Udinese-Zaniolo, il confronto continua: resta il nodo sul rinnovo, rischio esclusione dal ritiro
Prosegue il confronto tra l'Udinese e Nicolò Zaniolo, ex calciatore della Fiorentina, la cui posizione continua a far discutere. L'attaccante, infatti, non sta partecipando alle sedute di allenamento della formazione friulana perché coperto da un certificato medico. Alla base della situazione, secondo le ricostruzioni emerse, ci sarebbe però anche il malcontento del giocatore per alcune condizioni e clausole inserite dal club al momento della sottoscrizione del rinnovo contrattuale.
Franco Collavino: "Lasciamo discutere in modo sereno le parti"
Sull'argomento è intervenuto il direttore generale dell'Udinese, Franco Collavino, che ha invitato alla calma, sottolineando come il confronto tra le parti sia ancora aperto: "Le parti stanno dialogando, bisogna pazientare ancora un po'. Non è stato eretto un muro, c'è un dialogo in corso ma in questo momento è meglio non commentare oltre per non alimentare speculazioni. Lasciamo discutere in modo sereno le parti, credo si possa arrivare ad una soluzione positiva in tempi abbastanza rapidi", ha dichiarato il dirigente.

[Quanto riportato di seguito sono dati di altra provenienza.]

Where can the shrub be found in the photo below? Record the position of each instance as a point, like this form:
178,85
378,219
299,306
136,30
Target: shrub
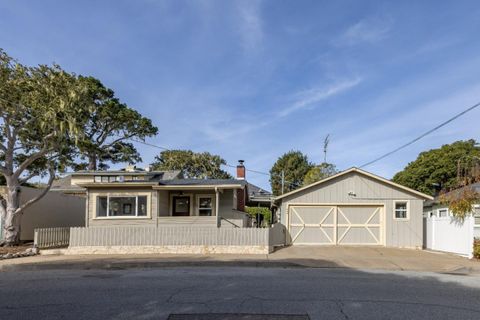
476,249
460,202
265,212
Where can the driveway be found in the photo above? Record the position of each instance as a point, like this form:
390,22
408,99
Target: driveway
356,257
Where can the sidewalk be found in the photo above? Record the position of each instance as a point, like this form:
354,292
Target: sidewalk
291,257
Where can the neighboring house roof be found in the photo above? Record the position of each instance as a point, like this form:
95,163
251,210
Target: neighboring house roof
258,194
65,184
365,173
474,186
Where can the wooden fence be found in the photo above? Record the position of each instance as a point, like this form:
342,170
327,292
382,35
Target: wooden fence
52,237
168,236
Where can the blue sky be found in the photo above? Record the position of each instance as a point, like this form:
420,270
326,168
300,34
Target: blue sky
253,79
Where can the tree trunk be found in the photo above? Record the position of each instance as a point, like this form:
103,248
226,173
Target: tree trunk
92,162
11,229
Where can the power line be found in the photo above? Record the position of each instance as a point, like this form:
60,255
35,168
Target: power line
226,164
421,136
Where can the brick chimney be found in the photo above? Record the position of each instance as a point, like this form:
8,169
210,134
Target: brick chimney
240,170
241,196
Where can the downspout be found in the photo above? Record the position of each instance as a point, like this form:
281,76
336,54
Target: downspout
217,211
87,207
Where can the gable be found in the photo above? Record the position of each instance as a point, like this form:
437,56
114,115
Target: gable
364,185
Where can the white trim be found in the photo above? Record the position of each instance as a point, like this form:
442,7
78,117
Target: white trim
395,210
206,195
116,195
368,174
170,205
198,187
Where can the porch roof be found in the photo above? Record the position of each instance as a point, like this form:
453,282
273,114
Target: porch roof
195,184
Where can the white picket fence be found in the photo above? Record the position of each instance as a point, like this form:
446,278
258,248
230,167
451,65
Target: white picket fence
52,237
450,234
169,236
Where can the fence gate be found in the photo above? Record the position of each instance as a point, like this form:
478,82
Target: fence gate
336,224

Diversa, invece, la lettura proposta da La Gazzetta dello Sport. Secondo il quotidiano, Zaniolo sarebbe ancora profondamente insoddisfatto per come si è sviluppata la vicenda e, almeno allo stato attuale, non avrebbe intenzione di modificare la propria posizione. I contatti tra le parti proseguono nel tentativo di trovare un'intesa, ma i margini temporali si stanno riducendo. Se il giocatore non dovesse aggregarsi alla squadra in occasione del ritiro di Lienz, in programma il 22 luglio, l'Udinese potrebbe prendere in considerazione l'ipotesi di escluderlo dal gruppo. Nel frattempo, nonostante le indiscrezioni che accostano il suo nome a Juventus, Milan e Bologna, non sarebbero ancora pervenute proposte ufficiali.